Attract What You Want - Clients Included

You're asking the wrong questions

Last week, I was in the bathrooms of a fancy club in Nairobi. While I was taking a piss, a guy confronted me:

“Do you know who I am?” Umm, no, sir, I do not know who you are. “I’m a banker from Hamburg.” I am very happy for you. I bet you’re an excellent banker from Hamburg.

Then I tried to leave the bathroom and he cut me off.

Eventually, I moved past him and he followed me. He tried to cut me off multiple times for at least ten minutes until I asked some friends to get me out of whatever was happening.

They surrounded me and he backed off only to sit and stare at me for another 30 minutes. It was as if he wanted to deal with whatever internalized racism he felt and whatever racism he had dealt with in one night by following me around drunk, telling me how good he was, and two days before Christmas. Or perhaps he likes men. I couldn’t tell.

A few days later, I was in a different club, and another guy sat down and watched me for an hour. He moved around the club - upstairs and downstairs - to watch me. Luckily I was with friends who knew people but I still don’t even understand what was happening.

In fact, last week, I had bad interactions and verbal altercations with several people. Obviously, I am the common denominator but, as I speak to more people about Kenyan culture, I realize that there are things in Kenyan culture that cross my boundaries.

Like, if you stare at me, if you bring up money and I don’t know you, if you don’t react to situations in a way that I’m used to, if your face is too stoic that I can’t read it, or if your friends watch me from a distance, then my alert system fires and I confront or I leave.

I travel to bad places in which one broken boundary could lead to a very bad situation.

These sorts of drama-filled moments remind me of what a lot of agency people speak to me about.

“I have this client. And they do this and this and this. And I really don’t like it. How can I change them?”

Chances are you won’t.

The bigger question is this:

“How can I attract more of what I want?” As in, “How can I attract clients who want what I do and how I do it?”

Strong questions show you how to answer them. So how do you answer this question?

  1. You work out what you want to do, and
  2. You work out how you like to do it, and
  3. You work out what kinds of clients you want, and then

You put this into public and force people to make a strong decision.

What do you want to do?

When I first left Corporate America, I thought I wanted to do workshops and workouts. I was the workshop guy. I was used to being wheeled out around the USA to conduct meaningless workshops. Sure, I liked the idea of working quickly and not getting stuck in bureaucracy, however, I ran a few workshops I was unhappy with and so I offered them less and focused on doing the strategy work by myself as well as a little training.

How do you like to work?

I like the concept of M.R.E. - Minimum Required Effort. As in, what’s the least I need to do to make the biggest impact? Not, “What’s the least I need to do?”

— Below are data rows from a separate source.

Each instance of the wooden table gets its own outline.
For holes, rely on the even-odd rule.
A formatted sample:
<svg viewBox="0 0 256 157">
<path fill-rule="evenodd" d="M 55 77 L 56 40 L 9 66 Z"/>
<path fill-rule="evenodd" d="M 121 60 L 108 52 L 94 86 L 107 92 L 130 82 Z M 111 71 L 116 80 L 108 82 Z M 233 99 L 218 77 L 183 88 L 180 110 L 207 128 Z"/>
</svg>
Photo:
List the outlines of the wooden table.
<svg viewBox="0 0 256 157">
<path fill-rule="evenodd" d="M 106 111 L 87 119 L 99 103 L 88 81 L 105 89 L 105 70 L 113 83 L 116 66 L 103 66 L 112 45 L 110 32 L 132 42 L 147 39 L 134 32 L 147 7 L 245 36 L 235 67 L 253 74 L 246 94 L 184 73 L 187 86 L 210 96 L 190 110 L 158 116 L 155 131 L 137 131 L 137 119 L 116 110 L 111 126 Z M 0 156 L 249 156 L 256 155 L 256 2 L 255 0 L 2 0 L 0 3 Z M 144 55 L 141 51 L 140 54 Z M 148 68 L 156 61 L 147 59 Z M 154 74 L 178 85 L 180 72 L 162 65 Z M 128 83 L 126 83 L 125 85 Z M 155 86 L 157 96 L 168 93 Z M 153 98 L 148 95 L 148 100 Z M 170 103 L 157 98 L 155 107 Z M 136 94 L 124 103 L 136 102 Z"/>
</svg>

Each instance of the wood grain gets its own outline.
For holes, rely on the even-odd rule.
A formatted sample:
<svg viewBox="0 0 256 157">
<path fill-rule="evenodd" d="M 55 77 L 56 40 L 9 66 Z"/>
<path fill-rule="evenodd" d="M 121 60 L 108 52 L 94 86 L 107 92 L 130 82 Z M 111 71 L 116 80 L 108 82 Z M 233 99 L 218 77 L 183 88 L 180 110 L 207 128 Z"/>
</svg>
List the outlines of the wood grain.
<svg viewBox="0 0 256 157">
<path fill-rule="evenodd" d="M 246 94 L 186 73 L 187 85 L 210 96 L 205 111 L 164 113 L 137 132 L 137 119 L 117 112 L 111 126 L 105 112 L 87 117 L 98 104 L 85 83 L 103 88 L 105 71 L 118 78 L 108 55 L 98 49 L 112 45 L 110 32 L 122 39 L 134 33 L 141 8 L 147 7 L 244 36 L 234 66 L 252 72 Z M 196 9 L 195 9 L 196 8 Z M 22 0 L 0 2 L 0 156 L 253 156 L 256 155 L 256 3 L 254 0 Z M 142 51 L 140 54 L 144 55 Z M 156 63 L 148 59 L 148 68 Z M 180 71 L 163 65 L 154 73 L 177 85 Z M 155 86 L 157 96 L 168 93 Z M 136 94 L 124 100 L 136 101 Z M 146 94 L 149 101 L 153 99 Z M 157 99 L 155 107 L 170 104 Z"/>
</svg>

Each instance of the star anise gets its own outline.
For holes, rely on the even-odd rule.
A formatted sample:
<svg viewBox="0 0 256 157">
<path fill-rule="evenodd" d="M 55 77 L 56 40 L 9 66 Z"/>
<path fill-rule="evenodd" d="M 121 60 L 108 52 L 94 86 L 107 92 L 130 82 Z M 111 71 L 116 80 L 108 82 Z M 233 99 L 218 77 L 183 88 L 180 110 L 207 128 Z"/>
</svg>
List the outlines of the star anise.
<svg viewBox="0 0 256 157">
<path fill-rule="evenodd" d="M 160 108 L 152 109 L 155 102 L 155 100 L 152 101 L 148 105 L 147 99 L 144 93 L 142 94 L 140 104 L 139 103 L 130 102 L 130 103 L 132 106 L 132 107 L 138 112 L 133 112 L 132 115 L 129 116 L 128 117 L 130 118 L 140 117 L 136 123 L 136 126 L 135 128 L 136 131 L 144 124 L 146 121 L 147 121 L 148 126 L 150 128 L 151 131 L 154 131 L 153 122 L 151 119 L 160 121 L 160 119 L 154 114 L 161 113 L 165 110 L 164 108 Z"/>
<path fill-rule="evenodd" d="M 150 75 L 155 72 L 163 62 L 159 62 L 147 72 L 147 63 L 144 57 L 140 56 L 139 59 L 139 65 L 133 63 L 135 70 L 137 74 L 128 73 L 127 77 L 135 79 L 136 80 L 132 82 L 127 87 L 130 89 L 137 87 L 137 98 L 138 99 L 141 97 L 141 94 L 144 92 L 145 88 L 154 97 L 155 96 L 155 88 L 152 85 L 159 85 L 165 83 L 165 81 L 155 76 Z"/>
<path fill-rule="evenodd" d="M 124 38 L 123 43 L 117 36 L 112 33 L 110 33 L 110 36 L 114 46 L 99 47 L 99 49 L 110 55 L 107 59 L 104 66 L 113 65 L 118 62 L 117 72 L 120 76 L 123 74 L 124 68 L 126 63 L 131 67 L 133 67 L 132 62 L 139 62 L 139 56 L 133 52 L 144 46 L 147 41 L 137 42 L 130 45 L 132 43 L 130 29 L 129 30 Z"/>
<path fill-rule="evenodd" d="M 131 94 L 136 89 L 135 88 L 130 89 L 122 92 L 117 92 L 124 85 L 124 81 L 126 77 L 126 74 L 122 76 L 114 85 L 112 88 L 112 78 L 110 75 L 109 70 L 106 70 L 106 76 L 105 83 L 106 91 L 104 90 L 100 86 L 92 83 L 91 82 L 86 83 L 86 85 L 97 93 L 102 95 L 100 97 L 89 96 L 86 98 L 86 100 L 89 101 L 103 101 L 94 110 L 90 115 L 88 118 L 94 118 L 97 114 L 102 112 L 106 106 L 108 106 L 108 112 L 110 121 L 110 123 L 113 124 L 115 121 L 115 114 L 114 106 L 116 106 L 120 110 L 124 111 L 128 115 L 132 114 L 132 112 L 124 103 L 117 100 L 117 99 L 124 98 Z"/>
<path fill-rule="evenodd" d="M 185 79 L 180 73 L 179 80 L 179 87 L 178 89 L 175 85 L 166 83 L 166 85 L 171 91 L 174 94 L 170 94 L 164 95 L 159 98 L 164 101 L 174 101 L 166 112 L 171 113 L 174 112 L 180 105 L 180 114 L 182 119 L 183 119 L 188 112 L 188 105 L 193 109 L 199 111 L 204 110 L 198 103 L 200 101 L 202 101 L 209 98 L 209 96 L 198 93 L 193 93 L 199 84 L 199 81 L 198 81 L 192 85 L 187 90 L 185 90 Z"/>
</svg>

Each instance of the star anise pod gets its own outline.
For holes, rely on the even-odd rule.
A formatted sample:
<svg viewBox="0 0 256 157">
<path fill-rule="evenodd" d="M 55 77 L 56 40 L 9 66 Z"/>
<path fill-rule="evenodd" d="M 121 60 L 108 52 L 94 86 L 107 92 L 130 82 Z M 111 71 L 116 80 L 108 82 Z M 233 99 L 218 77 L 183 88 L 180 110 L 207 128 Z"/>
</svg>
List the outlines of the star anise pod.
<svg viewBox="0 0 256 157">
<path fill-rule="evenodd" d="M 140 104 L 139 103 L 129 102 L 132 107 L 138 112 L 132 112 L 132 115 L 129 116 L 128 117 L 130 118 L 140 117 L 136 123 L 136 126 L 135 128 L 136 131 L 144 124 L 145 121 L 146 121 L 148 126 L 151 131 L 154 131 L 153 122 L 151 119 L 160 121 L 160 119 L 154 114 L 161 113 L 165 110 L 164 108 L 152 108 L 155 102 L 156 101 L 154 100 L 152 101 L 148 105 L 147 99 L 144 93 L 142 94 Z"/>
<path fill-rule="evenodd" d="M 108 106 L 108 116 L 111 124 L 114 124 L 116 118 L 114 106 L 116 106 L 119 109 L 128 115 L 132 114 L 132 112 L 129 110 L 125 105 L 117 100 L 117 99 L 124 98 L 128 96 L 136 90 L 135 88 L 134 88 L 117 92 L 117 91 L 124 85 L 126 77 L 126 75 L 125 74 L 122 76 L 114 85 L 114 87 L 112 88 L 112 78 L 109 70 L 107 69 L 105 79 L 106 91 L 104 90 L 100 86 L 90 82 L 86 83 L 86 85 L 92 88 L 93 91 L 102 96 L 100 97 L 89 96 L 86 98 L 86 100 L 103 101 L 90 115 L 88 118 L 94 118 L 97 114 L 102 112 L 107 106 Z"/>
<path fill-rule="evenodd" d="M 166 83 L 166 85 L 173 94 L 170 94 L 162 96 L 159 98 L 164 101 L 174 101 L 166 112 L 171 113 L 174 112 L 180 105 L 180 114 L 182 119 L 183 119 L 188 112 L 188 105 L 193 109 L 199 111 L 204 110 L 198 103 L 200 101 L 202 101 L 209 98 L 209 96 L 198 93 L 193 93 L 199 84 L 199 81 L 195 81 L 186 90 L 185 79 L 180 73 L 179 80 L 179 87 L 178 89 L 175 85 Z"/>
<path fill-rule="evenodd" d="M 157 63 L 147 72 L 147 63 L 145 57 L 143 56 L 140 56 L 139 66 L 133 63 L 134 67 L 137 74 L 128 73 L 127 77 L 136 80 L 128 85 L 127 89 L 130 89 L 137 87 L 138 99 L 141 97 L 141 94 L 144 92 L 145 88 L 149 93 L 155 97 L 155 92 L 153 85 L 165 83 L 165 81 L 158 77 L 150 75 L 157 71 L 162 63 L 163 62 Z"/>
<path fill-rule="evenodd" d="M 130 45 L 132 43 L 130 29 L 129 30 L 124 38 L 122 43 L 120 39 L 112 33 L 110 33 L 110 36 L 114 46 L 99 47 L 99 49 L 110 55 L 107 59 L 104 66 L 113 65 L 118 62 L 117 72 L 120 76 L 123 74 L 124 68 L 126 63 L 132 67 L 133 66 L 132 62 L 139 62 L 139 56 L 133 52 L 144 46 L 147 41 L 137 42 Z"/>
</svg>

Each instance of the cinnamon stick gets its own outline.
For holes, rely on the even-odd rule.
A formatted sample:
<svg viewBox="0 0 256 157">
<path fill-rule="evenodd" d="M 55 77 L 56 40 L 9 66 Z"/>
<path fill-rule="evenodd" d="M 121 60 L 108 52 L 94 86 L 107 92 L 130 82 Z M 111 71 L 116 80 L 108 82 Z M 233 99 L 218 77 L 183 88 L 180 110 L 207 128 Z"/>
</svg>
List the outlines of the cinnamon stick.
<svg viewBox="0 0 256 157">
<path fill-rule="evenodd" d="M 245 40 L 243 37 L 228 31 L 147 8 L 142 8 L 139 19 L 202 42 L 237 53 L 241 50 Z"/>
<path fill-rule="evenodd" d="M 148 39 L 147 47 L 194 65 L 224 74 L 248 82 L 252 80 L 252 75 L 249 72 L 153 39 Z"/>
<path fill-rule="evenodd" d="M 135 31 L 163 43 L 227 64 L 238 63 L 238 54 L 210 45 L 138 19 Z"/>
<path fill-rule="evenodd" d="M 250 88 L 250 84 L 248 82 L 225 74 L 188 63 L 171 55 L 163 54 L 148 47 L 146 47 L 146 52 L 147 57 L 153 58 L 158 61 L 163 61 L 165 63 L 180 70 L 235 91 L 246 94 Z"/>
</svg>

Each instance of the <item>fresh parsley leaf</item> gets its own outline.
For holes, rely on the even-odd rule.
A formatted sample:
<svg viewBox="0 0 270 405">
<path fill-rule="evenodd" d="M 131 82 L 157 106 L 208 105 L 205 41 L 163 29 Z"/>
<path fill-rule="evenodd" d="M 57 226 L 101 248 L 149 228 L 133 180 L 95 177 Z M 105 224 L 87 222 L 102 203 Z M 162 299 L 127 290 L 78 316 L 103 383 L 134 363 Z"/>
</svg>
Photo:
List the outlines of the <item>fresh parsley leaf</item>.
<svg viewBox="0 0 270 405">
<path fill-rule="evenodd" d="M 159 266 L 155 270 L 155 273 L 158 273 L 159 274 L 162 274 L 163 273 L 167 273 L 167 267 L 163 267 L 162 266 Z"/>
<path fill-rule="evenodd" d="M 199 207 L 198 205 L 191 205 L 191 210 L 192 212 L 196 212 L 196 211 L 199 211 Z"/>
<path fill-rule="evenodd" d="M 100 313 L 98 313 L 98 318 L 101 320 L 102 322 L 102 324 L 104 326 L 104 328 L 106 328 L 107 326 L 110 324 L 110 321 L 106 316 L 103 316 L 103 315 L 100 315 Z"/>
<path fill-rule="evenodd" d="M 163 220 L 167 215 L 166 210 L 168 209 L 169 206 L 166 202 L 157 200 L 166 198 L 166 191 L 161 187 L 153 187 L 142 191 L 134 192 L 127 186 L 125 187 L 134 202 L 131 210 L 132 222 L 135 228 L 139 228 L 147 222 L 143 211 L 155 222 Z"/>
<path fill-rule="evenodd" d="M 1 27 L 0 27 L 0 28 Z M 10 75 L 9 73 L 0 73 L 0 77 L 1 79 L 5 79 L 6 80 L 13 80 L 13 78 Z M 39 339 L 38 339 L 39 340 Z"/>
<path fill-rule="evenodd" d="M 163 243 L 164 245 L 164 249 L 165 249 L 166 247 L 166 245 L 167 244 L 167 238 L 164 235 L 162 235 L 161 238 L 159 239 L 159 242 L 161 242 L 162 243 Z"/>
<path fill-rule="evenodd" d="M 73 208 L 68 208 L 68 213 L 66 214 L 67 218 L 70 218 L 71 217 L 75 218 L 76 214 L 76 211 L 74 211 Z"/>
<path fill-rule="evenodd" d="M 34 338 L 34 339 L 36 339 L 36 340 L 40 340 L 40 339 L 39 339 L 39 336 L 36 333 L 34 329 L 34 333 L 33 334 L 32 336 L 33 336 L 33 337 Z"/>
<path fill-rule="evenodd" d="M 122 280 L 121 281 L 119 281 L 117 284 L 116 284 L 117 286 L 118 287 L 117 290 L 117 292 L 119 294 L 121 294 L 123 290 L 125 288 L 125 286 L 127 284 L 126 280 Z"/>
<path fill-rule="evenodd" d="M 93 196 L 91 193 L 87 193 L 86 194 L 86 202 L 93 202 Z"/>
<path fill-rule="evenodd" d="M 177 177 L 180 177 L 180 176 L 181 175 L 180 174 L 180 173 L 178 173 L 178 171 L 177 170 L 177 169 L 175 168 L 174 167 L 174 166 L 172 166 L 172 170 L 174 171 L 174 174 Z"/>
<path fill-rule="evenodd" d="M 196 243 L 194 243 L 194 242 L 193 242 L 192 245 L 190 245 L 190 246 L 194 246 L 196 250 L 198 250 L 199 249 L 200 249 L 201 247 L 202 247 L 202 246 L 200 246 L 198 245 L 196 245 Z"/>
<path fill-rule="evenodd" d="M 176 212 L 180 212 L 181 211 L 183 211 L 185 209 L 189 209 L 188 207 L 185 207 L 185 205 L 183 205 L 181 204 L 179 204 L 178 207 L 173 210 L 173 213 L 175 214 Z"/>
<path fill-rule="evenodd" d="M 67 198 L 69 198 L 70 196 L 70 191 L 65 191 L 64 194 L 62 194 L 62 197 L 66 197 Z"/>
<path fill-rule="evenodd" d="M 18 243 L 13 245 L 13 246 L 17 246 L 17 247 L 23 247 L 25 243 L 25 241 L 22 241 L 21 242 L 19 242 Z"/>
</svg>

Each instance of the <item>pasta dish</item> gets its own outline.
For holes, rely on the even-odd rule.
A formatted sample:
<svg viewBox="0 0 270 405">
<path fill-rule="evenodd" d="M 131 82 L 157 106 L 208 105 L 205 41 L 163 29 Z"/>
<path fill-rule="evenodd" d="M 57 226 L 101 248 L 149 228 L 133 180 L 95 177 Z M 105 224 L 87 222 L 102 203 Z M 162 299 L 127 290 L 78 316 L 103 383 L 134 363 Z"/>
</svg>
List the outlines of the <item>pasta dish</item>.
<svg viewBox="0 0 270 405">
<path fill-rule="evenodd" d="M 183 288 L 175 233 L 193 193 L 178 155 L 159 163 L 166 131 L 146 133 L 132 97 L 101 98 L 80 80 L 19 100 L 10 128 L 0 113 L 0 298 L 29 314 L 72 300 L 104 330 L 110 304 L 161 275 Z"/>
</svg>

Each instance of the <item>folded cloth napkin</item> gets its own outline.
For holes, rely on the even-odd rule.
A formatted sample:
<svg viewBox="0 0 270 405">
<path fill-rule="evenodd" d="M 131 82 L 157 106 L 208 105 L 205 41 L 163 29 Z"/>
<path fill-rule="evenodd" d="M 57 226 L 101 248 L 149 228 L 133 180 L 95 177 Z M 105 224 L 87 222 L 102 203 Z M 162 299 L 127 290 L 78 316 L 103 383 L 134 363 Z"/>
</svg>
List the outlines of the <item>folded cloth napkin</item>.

Most clients I’ve worked with - The Economist, Euronews, Twitter, Decoded, and more - have had a lot of data. Some have even had a lot of agencies. But many would say, “We have all these agencies and all these strategy decks but there’s no clear strategy.”

So I sat down and thought, “How do I like to work?”

So my “process” was simple:

What kinds of clients do you want?

The challenge with any kind of strategy and creative work is that most clients don’t know how to buy it.

This is why when someone says to me, “I really want to work with start-ups,” I ask, “Are you sure? Because start-ups often don’t know how to use what you do for them and the CEO might want to author it and it could all come undone because they share your hard work with their romantic partner who has opinions.”

When I was consulting more, I was fortunate to attract clients who knew me and who would ask: “How do you get to your best work?”

I was fortunate to attract clients who had some idea about advertising agency work. And, if they didn’t, they didn’t try to get in the way.

I was fortunate to attract clients who saw the weird things I did on the Internet and still thought, “Oh, we should work together.”

There were CMOs who wanted their internal and agency teams to write less boring strategies. There were CEOs who were building businesses as acts of self-expression. And there were other leaders who had worked with agencies and just wanted that - “big agency thinking”.

I’ve found small business owners difficult to work with. I’ve found early stage start-ups difficult to work with. I’ve found people who are not a little strategy-literate difficult to work with. I’ve found narcissistic leaders difficult to work with. I’ve found interagency teams difficult to work with and life is too short.

But note my use of the word “found”. Building a business and a life is an act of discovery. You make decisions. You place bets. You go through the adventure. Then you work out what you want more of and less of.

What Do I Want To Attract More Of?

I don’t want to attract strange men in clubs. I don’t want to argue with people because I don’t understand “Send Me Money” culture. I don’t want to ask someone what on earth is happening when their face doesn’t react through hours of conversations.

So how do I do this?

And this is what I have just done in this article.